Friday 12 May 2017

Another astounding display of pro-Tory bias from the BBC


You don't have to be an expert on politics to understand that BBC Question Time has become incredibly right-wing biased over the last decade or so.

Anyone who has watched the show in recent years will have noticed the way that the host David Dimbleby repeatedly hectors and interrupts Labour Party politicians and socially progressive panellists, whilst taking a much more lenient approach to right-wing politicians and commentators.


On Thursday May 11th the BBC upped the right-wing bias even further by planting an actual serving Tory Party councillor called Eric Holford in the audience, inviting him to ask the very first question of the show (in which he slagged off the Labour Party) and even letting him to make several comebacks against the panellists and legitimate members of the audience.

If the Tory councillor had used a fake name to cheat his way onto the show it might be understandable, but he didn't.
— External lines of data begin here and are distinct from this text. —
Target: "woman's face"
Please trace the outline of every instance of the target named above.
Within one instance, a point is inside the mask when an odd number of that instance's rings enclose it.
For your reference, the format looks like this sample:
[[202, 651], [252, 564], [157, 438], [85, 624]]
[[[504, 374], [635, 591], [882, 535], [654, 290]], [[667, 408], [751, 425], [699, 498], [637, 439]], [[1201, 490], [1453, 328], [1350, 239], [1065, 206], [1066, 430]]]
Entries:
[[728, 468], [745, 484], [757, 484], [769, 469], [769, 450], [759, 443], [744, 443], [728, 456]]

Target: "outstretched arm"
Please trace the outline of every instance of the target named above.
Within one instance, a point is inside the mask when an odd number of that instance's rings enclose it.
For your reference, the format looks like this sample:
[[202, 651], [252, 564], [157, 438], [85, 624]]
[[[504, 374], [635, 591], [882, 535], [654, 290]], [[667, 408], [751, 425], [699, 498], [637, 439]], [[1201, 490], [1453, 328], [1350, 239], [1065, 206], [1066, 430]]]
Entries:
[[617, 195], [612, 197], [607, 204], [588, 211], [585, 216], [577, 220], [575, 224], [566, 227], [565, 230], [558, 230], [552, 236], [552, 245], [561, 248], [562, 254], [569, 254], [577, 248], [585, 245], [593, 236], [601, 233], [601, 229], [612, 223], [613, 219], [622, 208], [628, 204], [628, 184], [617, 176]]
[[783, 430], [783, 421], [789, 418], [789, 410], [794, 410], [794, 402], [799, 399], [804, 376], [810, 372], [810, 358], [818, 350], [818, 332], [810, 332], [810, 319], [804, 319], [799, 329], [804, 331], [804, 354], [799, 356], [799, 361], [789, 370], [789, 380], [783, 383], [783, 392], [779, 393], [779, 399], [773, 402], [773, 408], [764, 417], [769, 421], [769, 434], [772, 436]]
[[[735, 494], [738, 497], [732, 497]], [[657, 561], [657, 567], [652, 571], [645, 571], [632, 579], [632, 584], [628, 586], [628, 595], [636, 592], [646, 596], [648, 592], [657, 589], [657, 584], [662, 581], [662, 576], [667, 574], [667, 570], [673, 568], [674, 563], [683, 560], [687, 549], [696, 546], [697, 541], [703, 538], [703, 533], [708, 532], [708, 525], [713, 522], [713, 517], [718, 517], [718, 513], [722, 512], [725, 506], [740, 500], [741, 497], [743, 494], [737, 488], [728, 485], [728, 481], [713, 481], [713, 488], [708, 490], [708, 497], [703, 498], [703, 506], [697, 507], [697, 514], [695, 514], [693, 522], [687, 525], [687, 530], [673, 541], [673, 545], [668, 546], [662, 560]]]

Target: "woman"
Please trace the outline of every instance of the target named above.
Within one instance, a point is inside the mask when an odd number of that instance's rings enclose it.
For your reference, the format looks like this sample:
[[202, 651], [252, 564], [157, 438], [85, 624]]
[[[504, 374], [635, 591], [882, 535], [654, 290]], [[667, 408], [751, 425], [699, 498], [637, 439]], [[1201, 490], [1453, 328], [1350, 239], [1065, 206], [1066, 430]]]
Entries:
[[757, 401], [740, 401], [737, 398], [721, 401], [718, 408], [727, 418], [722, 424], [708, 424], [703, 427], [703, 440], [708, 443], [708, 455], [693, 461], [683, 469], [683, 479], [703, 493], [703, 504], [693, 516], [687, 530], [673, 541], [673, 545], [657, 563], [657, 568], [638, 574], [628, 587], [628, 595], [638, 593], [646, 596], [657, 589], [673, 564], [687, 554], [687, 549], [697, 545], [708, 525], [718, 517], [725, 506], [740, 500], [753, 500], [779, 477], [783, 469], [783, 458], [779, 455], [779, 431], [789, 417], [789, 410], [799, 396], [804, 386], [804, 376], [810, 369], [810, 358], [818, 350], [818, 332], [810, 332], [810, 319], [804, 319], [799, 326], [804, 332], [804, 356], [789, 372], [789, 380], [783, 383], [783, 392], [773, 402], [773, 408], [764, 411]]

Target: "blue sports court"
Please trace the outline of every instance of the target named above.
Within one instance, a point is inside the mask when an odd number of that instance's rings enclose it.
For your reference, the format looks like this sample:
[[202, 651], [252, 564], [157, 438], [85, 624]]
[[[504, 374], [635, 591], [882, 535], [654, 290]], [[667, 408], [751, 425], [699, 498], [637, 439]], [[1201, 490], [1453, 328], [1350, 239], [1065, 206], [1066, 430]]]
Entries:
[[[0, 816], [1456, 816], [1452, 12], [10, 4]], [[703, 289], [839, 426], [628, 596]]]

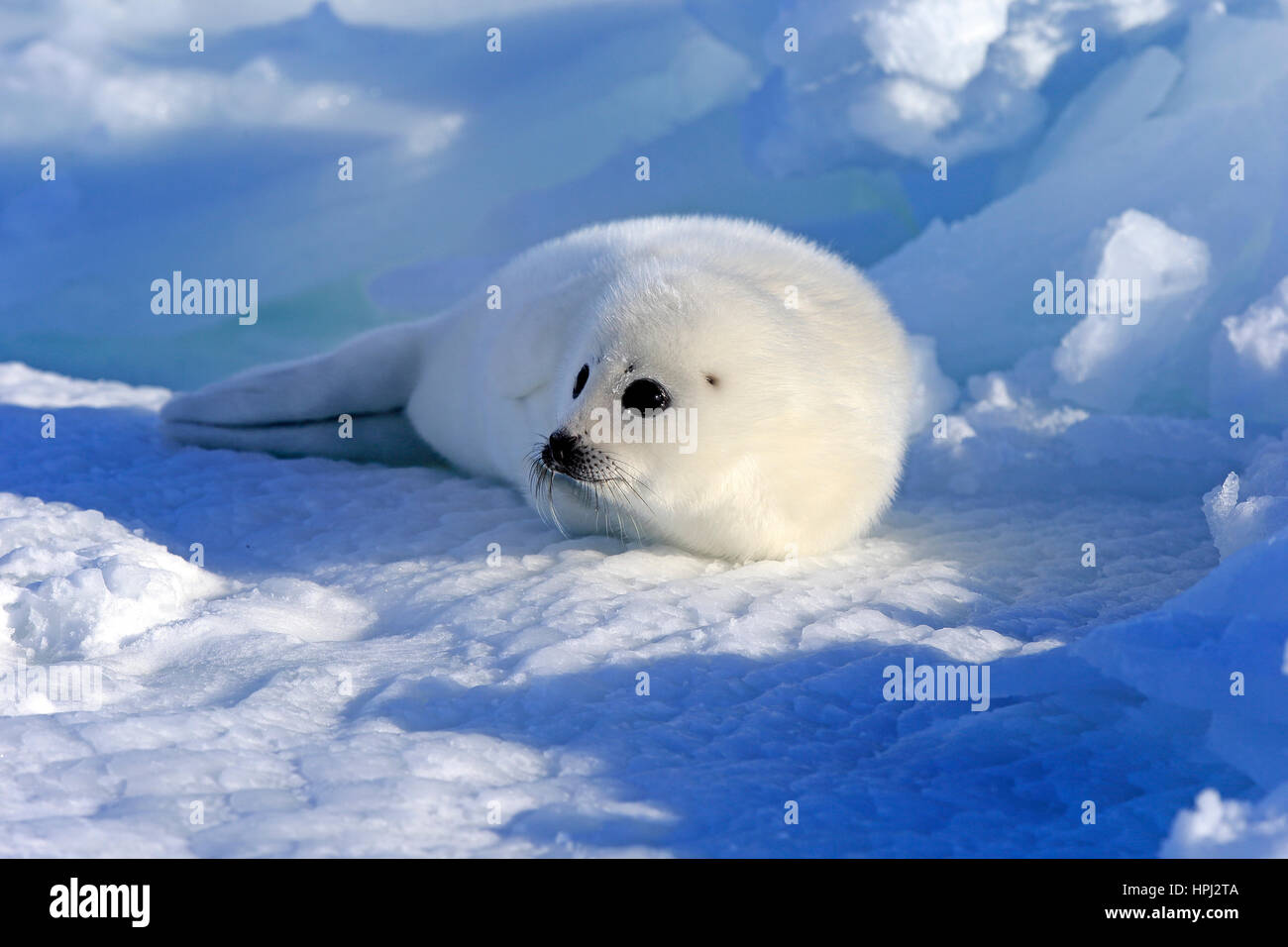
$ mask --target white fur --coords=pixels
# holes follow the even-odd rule
[[[694,410],[694,450],[587,446],[630,488],[592,495],[555,478],[560,524],[782,558],[840,546],[890,504],[912,399],[907,343],[876,289],[832,254],[751,222],[648,218],[541,244],[488,282],[501,309],[479,292],[328,356],[178,396],[164,417],[194,443],[353,456],[330,443],[334,425],[261,425],[348,412],[361,441],[362,414],[406,406],[434,452],[529,492],[538,442],[556,429],[586,434],[594,408],[648,378]],[[784,304],[790,286],[796,309]],[[574,399],[582,365],[590,378]],[[394,426],[368,426],[370,456],[407,452],[380,443]],[[303,439],[309,428],[316,443]]]

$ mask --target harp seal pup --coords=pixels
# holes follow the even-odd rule
[[[547,241],[489,283],[500,308],[480,291],[178,394],[165,430],[286,456],[437,456],[514,484],[565,531],[733,560],[835,549],[890,504],[913,368],[838,256],[748,220],[661,216]]]

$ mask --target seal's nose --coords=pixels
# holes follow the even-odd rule
[[[572,463],[572,454],[576,446],[577,438],[567,430],[556,430],[549,437],[546,451],[556,466],[567,466]]]

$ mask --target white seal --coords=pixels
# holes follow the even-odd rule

He used his real name, under which he's stood as a Tory candidate in the Westminster elections in 2015, the Scottish parliament elections in 2016, and most recently the 2017 local government elections in Clydesdale where he won a council seat just a week previously in the local elections.

One week grinning his head off at winning a council seat for the Tory party, then the very next week pretending to be an ordinary member of the public in order to slag off the Labour Party on a national TV show!


The bias from the BBC is absolutely astounding. There's absolutely no way they should be allowing a serving Tory politician to masquerade as a member of the public in order to pose an extremely partisan question aimed at damaging his political opponents, but somehow they did, and somehow our supposedly neutral and non-partisan public sector broadcaster will get away with, it as they always do.

The question Eric Holford was invited to ask was a repetition of the agreed right-wing propaganda line that Labour's manifesto would "drag Britain back to the nightmare that was the 1970s".

Several of the panellists responded strongly against the planted Tory propaganda. The Labour shadow foreign secretary Emily Thornberry presented the general election as a choice between a better future where nurses no longer need to rely on food banks to survive, and young people can actually afford to buy a home, against more of the same from a Tory party that has run out of ideas.

The actor David Hayman and the SNP's Joanna Cherry were quite enthusiastic about the leaked Labour Party manifesto. Hayman said he genuinely welcomed the Labour manifesto as "exciting" because for the first time in ages it will give the people of the United Kingdom "a proper choice" and Cherry noted that the free university tuition manifesto pledge has been an SNP policy for years.


The Tory Home Office minister Ben Wallace responded to the question from his fellow Tory politician with an extraordinary ramble about how the UK is still £57 billion in deficit as if that's a good reason to vote Tory: "We said our policies would have totally eradicated the deficit by May 2015, but it's still £57 billion two years later - so vote for us!".

It's a sign of just how politically and economically illiterate this Ben Wallace guy must be to think that blibber-blabbering about "money trees" like an absolute half-wit and talking up your own massive economic failure is somehow a reason for people to vote for your party!


The Financial Times journalist Merryn Somerset Webb predictably took the Tory side putting on an exasperating display of political illiteracy as she used the Tories woefully inept efforts to reduce the deficit by slashing spending to the bone as a reason to criticise Labour's strategy of trying to resolve the problem in a different way through an investment led recovery.

"Austerity doesn't work, so an investment led recovery is a terrible idea, let's have more austerity"
If that's what passes for economic analysis at what used to be a very respectable publication, Britain really is as doomed to mediocrity as it seems.


At one point the host David Dimbleby even assisted the Tory plant Eric Holford in interrupting and shouting down a genuine member of the public who was complaining about the inflation in rail prices since privatisation!

Planting a Tory politician in the BBC Question Time audience didn't quite work to plan though because most of the panel, and most of the audience disagreed with his question, and the two panellists who actually agreed with him made themselves look like economically illiterate idiots in the process.

Sadly though, there are a lot of economic illiterates out there who actually enjoy hearing people blabbering on about "magic money trees" and "living within our means" like the worst kind of economically illiterate tabloid rote-learners, and telling everyone that Britain is too poor, and weak, and pathetic to deserve decent publicly owned railways and energy infrastructure like Germany, France or the Netherlands.

Doubtless the BBC will not face any repercussions for planting an actual serving Tory politician in the audience, allowing him to masquerade as a member of the public rather than identifying him for who he was, allowing him to have the very first question of the show in which he attacked an opposition party, and even assisting him in shouting down a genuine member of the public.


The BBC almost certainly won't suffer any consequences for this incident, but hopefully this brazenness of it will have at least opened a few more people's eyes to the shocking levels of pro-Tory bias at the BBC.